London_019 ルールは簡単で、縦の9列と横の9行、それから9つの正方形の中に、1から9までの数字を1つずつ当てはめていくというものです。左の写真は、CeBitで発表されたUltra-Moble PCにプリ・インストールされている数独ソフトの画面です。黒い数字は、あらかじめ書かれているもので、青い数字は解答者が入力したものです。

イギリス人は、もともとクロスワード・パズルが大好きで、新聞には、毎日かならず、クロスワード・パズルが掲載されています。そして、SU DOKUも、そのクロスワード・パズルと同じように新聞に掲載されるようになり、ブームとなりました。 新聞とペンを持って、あれこれ考えるというスタイルが、クロスワード・パズルとよく似ていて、クロスワード・パズル好きのイギリス人の心をがっちりつかんだと言えます。

でまぁ、この話は、これで終わりなのですが、あえて、「なぜSU DOKUが流行ったのか」について、さらに深く考えてみます。

そもそもクロスワード・パズルというのは、単語を知っている数が多ければ多いほど容易に解くことができる、という性質のパズルです。
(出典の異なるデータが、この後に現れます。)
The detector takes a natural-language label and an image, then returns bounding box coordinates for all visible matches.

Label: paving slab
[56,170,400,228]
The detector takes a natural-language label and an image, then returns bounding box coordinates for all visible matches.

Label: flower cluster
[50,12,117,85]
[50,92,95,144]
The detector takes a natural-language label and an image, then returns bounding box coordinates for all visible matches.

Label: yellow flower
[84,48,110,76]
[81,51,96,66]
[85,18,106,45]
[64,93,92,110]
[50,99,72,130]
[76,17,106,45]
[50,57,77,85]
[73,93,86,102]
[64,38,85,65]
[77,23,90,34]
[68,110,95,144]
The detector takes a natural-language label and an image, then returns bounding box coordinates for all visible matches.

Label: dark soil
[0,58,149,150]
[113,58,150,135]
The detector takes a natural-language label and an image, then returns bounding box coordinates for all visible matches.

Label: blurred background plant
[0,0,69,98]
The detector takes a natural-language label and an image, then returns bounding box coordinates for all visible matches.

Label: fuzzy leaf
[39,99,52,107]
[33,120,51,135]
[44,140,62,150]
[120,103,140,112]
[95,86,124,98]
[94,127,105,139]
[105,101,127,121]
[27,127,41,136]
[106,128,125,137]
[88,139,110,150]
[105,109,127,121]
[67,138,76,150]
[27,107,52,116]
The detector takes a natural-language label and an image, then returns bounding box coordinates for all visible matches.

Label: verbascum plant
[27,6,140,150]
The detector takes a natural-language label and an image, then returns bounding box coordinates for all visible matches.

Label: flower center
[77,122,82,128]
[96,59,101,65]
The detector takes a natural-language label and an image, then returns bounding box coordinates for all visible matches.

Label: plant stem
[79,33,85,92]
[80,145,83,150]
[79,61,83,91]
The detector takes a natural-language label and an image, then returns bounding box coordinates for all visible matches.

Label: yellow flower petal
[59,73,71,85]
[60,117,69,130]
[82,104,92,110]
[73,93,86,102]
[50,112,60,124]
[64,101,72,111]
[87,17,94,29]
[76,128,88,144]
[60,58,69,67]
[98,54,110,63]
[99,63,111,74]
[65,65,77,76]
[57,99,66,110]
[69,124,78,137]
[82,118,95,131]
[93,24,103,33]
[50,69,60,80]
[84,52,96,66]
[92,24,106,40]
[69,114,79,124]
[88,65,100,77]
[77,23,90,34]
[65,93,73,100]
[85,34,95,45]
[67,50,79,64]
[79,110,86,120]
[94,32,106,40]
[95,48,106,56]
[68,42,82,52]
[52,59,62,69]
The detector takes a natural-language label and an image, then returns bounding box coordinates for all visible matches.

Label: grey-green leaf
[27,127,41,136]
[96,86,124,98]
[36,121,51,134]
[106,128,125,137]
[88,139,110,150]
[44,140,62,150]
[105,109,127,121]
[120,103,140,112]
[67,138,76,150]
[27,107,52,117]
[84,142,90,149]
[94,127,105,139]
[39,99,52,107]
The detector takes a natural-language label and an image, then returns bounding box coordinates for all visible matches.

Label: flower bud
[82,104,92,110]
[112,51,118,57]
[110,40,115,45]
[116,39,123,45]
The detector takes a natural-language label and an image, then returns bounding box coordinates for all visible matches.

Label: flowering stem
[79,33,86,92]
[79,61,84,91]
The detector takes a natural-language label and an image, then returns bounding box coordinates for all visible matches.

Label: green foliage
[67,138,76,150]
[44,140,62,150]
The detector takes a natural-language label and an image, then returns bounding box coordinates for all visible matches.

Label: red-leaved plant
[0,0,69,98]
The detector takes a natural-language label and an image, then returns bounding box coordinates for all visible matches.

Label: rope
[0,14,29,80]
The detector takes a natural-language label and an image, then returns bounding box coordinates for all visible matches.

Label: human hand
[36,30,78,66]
つまり、知識の量が多い=パズルが解ける=頭が良い、ということを意味していたわけです。 ところが、インターネットの普及により、知識や情報は、比較的容易に手に入れることができるようになりました。つまり、誰でも、豊富な知識を手にすることができるようになり、そのことが頭が良いことを意味しなくなってしまったわけです。そのような状況において、新たに、頭が良いことを象徴するものが求められ、それが数学的なパズルであるSU DOKUであった、ということができます。

日本でも、SU DOKUが流行るかどうかはわかりませんが、これからは、知識の量を競うものよりも、数学的な思考力を試すパズルやゲームが人気を集めるのではないのでしょうか。